The 10+ million wallets or users are widely scattered across 150+ blockchains, with greater concentration in the top 10-20 like Ethereum, Solana, Bitcoin, Base, Binance Smart Chain, etc.
Further, the rapid expansion of Layer-2s, Layer-3s, Sidechains, etc., is worsening the situation. There are 58 L2 projects and 17 L3 projects already. At least 53 more in the pipeline.
Users need various assets/tokens to interact with various protocols or projects — even when they’re in the same ecosystem. For example, $MATIC — Polygon’s native token — doesn’t work on Ethereum L1, though Polygon is EVM-compatible. Plus, sometimes they have to deposit funds even before trying a dApp, which obviously isn’t welcome.
Cross-chain asset transfers are also too much hassle for potential users and a daily pain for power users. Simple actions like sending USDT involve many steps: bridging, swapping, etc. And usually, there’s a fee at each step, no matter how small.
Because users and liquidity are fragmented across chains, devs are compelled to chase them by deploying clones of their apps in various ecosystems. Sadly, that’s the real state (and extent) of cross-chain features currently. It’s an edifice built on ad hoc, inefficient workarounds.
Moreover, the overdependence on bridges results in severe capital inefficiencies. Per data from Everclear (formerly, Connext), roughly 80% of daily volumes for cross-chain DeFi protocols can be netted. It means users are sending 5x more liquidity through bridges than necessary, thereby paying more for gas, etc.
Defragmenting Web3 with chain abstraction
Arcana’s solution will ensure that users can only focus on the dApp they’re using and the outcome they’re seeking. Be it sending crypto or providing liquidity to AMMs. They don’t need to worry about what chain(s) the app is running on or what native token it’s using.
As Mayur says, “Our offering eliminates friction points by allowing users to simply login with their existing Web2 credentials and have all their Web3 assets readily accessible without any chain hassles.”
Practically, this means users can interact with any dApp on any chain without holding any specific asset or token. Someone with ETH in their wallet can use a Solana or BSC-based dApp and so on.
They’ll even see a unified balance for funds held on various chains and can spend it as they choose, where they choose.
Arcana will thus ease the Web3 user’s journey at every level while serving every app, every chain, and every token type.
Its chain abstraction module will disrupt bridges and unlock native interoperability, leading to better capital efficiency. For example, it’ll eliminate unnecessary bridging transactions by optimally using the destination chain’s liquidity.
Besides solving user and liquidity fragmentation — while optimizing capital efficiency — Arcana’s solution reduces friction for developers.

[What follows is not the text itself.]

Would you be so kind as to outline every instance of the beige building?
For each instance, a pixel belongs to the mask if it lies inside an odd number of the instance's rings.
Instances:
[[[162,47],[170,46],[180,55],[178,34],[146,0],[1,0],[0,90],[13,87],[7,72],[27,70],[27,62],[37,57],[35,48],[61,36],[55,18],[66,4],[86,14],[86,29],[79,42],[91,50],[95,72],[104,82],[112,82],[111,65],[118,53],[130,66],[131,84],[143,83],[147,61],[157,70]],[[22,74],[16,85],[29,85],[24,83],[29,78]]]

“Developers can build on any chain that best suits their app’s needs and business interests,” says Mayur.
Notably, however, the framework enabling such defragmentation and UX simplification is highly complex and multi-layered. It implements cutting-edge innovations like state machines to maintain user balances, Distributed Key Generation (DKG) for decentralization, and so on.
That end-users don’t get the slightest whiff of Arcana’s complex L1 architecture — unless they want to and read the open-source docs — is a proof of success. It’s an example for projects aiming to onboard the next one billion users to Web3.
Empowering users and making life better, easier for them is the endgame. The powerful Web3 stack will truly mature when it functions silently under the hood. Arcana is catalyzing this reality with its progressive tools and systems — a user-friendly and seamless Web3 future is coming soon.